By Biotechdaily staff writers
Posted on 20 Jun 2002
Investigators using cDNA microarrays to characterize patterns of gene expression in hepatocellular carcinoma (HCC) found consistent differences between the expression patterns in HCC compared with those seen in nontumor liver tissues and were able to distinguish HCC from tumors metastatic to the liver. More...
The study was published in the June 2002 issue of Molecular Biology of the Cell.

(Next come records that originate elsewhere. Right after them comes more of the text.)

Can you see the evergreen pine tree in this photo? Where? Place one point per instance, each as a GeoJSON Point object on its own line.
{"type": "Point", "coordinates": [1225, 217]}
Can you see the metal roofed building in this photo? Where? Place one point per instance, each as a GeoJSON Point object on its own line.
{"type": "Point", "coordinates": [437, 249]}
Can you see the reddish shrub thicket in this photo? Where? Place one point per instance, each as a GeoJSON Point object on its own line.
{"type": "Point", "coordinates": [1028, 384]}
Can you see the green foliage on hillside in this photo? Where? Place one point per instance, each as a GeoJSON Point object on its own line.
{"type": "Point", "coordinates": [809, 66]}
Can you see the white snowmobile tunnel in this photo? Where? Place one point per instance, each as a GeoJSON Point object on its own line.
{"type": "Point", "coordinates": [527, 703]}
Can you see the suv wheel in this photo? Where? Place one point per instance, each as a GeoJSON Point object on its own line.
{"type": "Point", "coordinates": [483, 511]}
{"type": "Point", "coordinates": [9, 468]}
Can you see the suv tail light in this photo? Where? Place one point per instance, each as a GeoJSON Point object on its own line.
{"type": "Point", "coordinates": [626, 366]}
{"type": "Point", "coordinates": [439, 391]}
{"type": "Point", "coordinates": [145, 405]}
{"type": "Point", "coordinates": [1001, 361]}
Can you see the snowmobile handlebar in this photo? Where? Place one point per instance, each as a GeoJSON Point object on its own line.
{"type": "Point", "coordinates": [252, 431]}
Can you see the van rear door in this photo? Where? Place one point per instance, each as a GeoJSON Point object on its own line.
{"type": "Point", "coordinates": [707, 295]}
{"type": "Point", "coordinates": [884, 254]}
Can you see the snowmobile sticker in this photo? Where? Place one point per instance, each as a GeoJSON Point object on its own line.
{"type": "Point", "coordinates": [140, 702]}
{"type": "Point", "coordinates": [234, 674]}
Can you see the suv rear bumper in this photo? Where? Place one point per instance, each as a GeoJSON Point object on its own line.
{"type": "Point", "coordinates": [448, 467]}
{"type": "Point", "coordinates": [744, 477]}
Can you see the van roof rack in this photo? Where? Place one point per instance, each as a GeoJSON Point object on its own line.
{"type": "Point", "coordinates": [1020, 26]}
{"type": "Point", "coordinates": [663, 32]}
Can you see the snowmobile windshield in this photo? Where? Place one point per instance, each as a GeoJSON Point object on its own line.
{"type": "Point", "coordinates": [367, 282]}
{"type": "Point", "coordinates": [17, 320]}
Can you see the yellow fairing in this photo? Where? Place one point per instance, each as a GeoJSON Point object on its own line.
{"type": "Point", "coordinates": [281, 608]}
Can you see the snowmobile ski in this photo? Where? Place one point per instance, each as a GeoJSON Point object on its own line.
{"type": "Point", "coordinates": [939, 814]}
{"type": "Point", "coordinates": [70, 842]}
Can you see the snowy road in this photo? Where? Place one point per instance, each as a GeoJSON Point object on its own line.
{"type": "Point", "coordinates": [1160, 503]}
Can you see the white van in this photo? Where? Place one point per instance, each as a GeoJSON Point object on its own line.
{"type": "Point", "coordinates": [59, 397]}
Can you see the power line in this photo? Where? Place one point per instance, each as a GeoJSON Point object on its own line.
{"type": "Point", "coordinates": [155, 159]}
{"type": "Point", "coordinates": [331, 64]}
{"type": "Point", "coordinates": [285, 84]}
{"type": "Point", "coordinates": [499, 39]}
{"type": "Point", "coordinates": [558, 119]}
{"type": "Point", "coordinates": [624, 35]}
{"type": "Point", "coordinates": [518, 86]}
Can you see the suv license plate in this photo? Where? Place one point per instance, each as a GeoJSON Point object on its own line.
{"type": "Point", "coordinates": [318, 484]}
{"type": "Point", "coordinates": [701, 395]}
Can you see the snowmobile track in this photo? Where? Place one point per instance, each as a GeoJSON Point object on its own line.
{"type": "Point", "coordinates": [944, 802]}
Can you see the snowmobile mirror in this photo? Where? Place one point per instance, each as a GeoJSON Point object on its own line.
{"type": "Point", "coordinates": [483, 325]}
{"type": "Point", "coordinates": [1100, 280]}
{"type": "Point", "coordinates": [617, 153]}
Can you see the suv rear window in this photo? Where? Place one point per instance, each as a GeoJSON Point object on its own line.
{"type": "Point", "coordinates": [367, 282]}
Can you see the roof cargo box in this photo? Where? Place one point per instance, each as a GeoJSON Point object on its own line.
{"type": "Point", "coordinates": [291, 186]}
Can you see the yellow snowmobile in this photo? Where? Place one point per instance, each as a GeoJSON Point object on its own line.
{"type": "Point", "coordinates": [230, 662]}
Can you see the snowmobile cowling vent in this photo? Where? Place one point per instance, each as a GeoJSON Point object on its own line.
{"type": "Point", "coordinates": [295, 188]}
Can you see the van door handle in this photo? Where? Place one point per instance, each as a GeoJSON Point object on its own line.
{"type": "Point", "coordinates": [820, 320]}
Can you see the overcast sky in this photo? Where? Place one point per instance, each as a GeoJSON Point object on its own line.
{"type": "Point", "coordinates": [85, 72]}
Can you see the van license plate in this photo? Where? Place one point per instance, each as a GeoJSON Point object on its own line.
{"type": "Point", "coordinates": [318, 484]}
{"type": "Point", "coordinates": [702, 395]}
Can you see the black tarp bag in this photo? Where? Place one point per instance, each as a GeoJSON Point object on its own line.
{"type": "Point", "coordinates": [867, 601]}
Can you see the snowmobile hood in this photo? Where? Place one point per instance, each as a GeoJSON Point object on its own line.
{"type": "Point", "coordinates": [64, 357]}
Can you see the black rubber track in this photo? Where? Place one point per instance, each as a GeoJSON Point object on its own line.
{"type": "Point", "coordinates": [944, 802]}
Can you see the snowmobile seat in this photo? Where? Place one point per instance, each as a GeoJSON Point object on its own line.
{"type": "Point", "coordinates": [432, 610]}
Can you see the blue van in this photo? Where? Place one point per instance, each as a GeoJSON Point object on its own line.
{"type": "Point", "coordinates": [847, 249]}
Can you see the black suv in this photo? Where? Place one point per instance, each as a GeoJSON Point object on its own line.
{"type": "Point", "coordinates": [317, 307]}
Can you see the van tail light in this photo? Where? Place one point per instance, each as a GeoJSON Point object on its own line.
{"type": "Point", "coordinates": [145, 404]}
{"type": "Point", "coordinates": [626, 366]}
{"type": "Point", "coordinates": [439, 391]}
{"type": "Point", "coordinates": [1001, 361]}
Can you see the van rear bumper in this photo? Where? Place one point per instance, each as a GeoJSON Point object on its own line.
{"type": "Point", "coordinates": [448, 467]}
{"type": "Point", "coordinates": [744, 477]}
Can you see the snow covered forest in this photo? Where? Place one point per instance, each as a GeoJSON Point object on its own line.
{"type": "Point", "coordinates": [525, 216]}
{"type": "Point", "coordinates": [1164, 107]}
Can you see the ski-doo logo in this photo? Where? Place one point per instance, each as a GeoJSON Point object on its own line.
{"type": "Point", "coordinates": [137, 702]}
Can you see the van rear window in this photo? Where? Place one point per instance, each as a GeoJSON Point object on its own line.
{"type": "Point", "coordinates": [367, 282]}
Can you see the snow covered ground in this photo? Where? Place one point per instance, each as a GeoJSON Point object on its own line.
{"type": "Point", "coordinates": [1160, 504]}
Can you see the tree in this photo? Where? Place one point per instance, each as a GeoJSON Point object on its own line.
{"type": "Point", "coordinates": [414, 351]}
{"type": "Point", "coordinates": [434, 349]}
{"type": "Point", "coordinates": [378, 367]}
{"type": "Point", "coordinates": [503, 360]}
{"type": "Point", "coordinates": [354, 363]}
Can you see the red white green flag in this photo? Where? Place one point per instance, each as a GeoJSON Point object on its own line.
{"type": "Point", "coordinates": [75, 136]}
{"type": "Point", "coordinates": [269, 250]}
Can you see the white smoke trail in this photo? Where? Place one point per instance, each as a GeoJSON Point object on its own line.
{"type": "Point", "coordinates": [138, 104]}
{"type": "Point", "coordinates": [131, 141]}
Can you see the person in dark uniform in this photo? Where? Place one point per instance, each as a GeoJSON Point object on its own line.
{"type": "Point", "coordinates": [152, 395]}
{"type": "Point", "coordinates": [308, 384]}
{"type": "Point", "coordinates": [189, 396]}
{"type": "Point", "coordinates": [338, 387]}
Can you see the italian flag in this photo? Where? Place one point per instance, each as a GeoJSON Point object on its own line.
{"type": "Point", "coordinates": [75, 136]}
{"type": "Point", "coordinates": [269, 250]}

The researchers, from Stanford University Medical Center (Palo Alto, CA, USA; www-med.stanford.edu), isolated RNA samples from more than 200 normal and tumor specimens. They labeled the RNA samples with a fluorescent tag and then exposed them to cDNA microarrays comprised of DNA spots from 17,400 human genes. By comparing the pattern of fluorescent spots, the researchers could determine which genes were being expressed at either high or low levels in the tumor samples.

They found consistent differences between the expression patterns in HCC compared with those seen in nontumor liver tissues. The expression patterns in HCC were also readily distinguished from those associated with tumors metastatic to the liver. The global gene expression patterns intrinsic to each tumor were sufficiently distinctive that multiple tumor nodules from the same patient could usually be recognized and distinguished from all the others in the large sample set on the basis of their gene expression patterns alone.

The distinctive gene expression patterns were characteristic of the tumors and not the patient; the expression programs seen in clonally independent tumor nodules in the same patient were no more similar than those in tumors from different patients.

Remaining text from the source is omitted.